Наступил вечер. Дверца стенных часов распахнулась, одноглазая кукушка отсчитала семь раз «ку-ку, ку-ку».
— Сейчас вернется мама! — хором закричали Коля с Юркой.
Но мама не пришла.
…Привалившись друг к другу, давно спали братишки. Заснула и Валя. Разбудили ее чужие голоса:
— Маму увезли в больницу…
— Да ты, дочка, не расстраивайся. — Бабушка Нюра положила на стол краюху хлеба. — Поди, не ужинали.
Тетя Лида подошла к кровати, где спали ребята, погладила Юрку по русым вихрам.
— Я заберу его пока к себе, а бабушка Нюра возьмет Колю. А тебе, Валентина, учиться надо — определим на время в детдом.
— Ни в какой детдом я не пойду и их не отдам! — Валя заслонила собой братишек.
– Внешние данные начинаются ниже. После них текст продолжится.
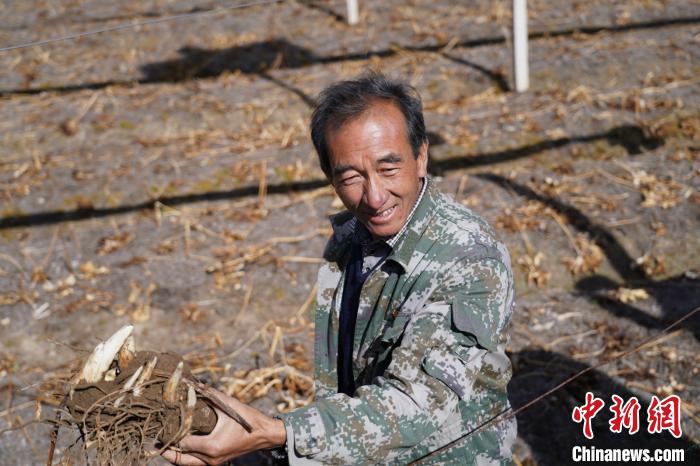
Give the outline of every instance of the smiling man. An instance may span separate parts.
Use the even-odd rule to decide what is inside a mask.
[[[488,422],[509,407],[510,260],[427,177],[417,93],[377,74],[334,84],[311,137],[347,208],[319,271],[316,400],[270,418],[228,399],[252,433],[219,413],[212,434],[166,458],[216,464],[284,445],[292,465],[509,464],[515,421]]]

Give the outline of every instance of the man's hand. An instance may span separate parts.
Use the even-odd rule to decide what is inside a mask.
[[[165,459],[183,466],[222,464],[246,453],[284,445],[287,433],[281,420],[266,416],[224,393],[219,392],[219,399],[248,421],[253,431],[246,432],[238,422],[215,409],[218,421],[214,430],[208,435],[188,435],[177,444],[178,450],[163,452]]]

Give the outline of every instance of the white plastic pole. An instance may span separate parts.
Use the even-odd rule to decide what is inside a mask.
[[[513,0],[513,76],[515,90],[524,92],[530,87],[527,59],[527,0]]]
[[[360,21],[360,9],[357,0],[348,1],[348,24],[357,24]]]

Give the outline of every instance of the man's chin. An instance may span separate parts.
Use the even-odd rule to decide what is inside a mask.
[[[365,224],[365,228],[367,228],[367,231],[372,235],[372,238],[374,239],[388,239],[394,236],[396,233],[399,232],[401,227],[399,226],[398,228],[393,225],[393,224],[387,224],[387,225],[374,225],[372,223]]]

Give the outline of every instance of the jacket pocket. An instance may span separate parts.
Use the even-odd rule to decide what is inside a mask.
[[[431,348],[423,358],[423,370],[447,385],[461,399],[471,397],[485,351],[459,347],[459,355],[447,348]]]

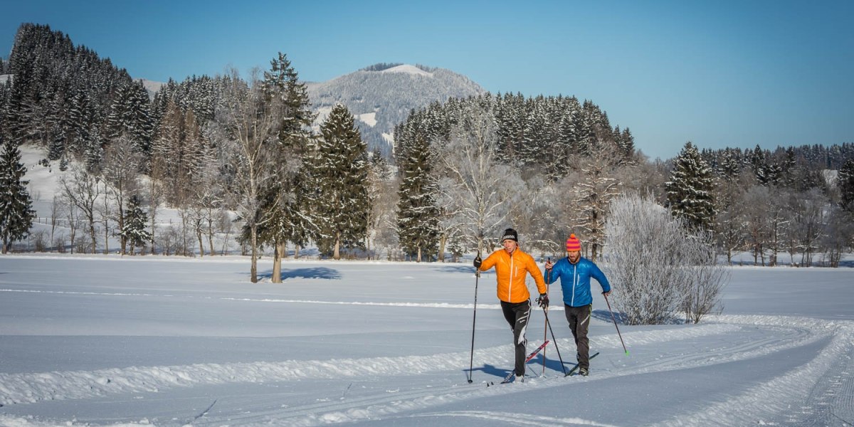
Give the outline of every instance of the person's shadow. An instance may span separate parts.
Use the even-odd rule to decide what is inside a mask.
[[[575,358],[573,358],[572,360],[575,360]],[[564,368],[561,368],[559,360],[558,359],[553,360],[547,357],[546,358],[546,367],[550,370],[555,371],[557,372],[564,373],[566,371],[569,371],[569,368],[575,366],[575,365],[576,364],[574,361],[564,360]],[[526,375],[530,375],[531,377],[538,377],[540,373],[542,371],[541,368],[542,368],[542,354],[538,354],[536,357],[531,359],[527,364],[525,364],[525,370],[528,371],[528,373]],[[566,369],[566,371],[564,371],[564,369]],[[510,374],[512,369],[502,369],[495,366],[487,364],[480,367],[473,368],[471,371],[479,371],[487,375],[495,377],[499,380],[503,380],[507,375]],[[465,375],[468,375],[469,370],[464,369],[463,372]]]

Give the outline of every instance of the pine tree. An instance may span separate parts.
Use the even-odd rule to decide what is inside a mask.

Лицо ее потемнело от гнева, губы сжались в упрямую складку. Девочка сразу повзрослела.
— Ну, ну чего осерчала? Мы ведь от чистого сердца!
…Соседки ушли. В комнате темно и пусто. В чулане кто-то зашуршал. Неужели вернулись мыши? Девочка подбежала к окну, откинула бумажную штору. По небу лениво плыла луна. Где-то у завода «Шарикоподшипник» хриплым басом загудел паровоз. Валя заплакала…
…Проснулась Валя поздно. Кукушка не разбудила вовремя. Впервые некому было завести ее старое пружинное сердце.
За столом, уронив голову на руки, спала женщина. Ее плечи под старой стеганкой вздрагивали, словно и во сне она прислушивалась к малейшему шороху.
«Мама!» — обрадовалась Валя.
Почувствовав на себе взгляд девочки, гостья подняла голову и улыбнулась. И от этого лицо незнакомки стало таким прекрасным и добрым, что у Вали перехватило дыхание. «Фея!» — подумала она восхищенно. Но тут ее смутила стеганка. Неужели и феи в войну носят ватники?!.. Она взглянула на ноги феи — те были обуты в большие солдатские сапоги. Вале почему-то стало так больно, что она зажмурилась.
Фея все поняла и обняла Валю. Ее руки пахли хлебом и мылом, точь-в-точь как мамины.
— Давай знакомиться. Я Татьяна Николаевна Борисова, — сказала фея и, сняв с себя стеганку, набросила ее на Валины плечи. — Пока мама в больнице, я буду вашей мамой. Хорошо?
Валя молча кивнула.
— Вот и договорились, — снова улыбнулась фея. — У меня четверо ребят, — она показала, какого они роста. — С вами будет семеро. Свой детский сад! Будешь мне помогать?
Потом фея растормошила спящих мальчиков, одела их, умыла.
— Пока закипит чайник, я расскажу вам сказку.
Валя заметила: фея посадила братишек именно так, как это делала их мама — Колю на левое колено, Юрика на правое.
Тут дверца стенных часов распахнулась и из нее выглянула одноглазая кукушка.
— Ку-ку, — поздоровалась она на своем кукушечьем языке.
В большом очаге трещали сосновые поленья. В котелке булькала каша. Пустая корзина в чулане была полна крупной картошкой. На столе розовели кусочки настоящей ветчины с белыми полосками жира по самому краю. Все было хорошо. Только огонь почему-то сердился: тряс своим малиновым петушиным гребнем, ссорился с закипавшим чайником. Наверно, он считал себя, когда мамы нет в доме, самым здесь главным. Откуда было знать огню, что главной теперь была эта женщина — настоящая фея, из тех, которые приходят в дома, где случается беда.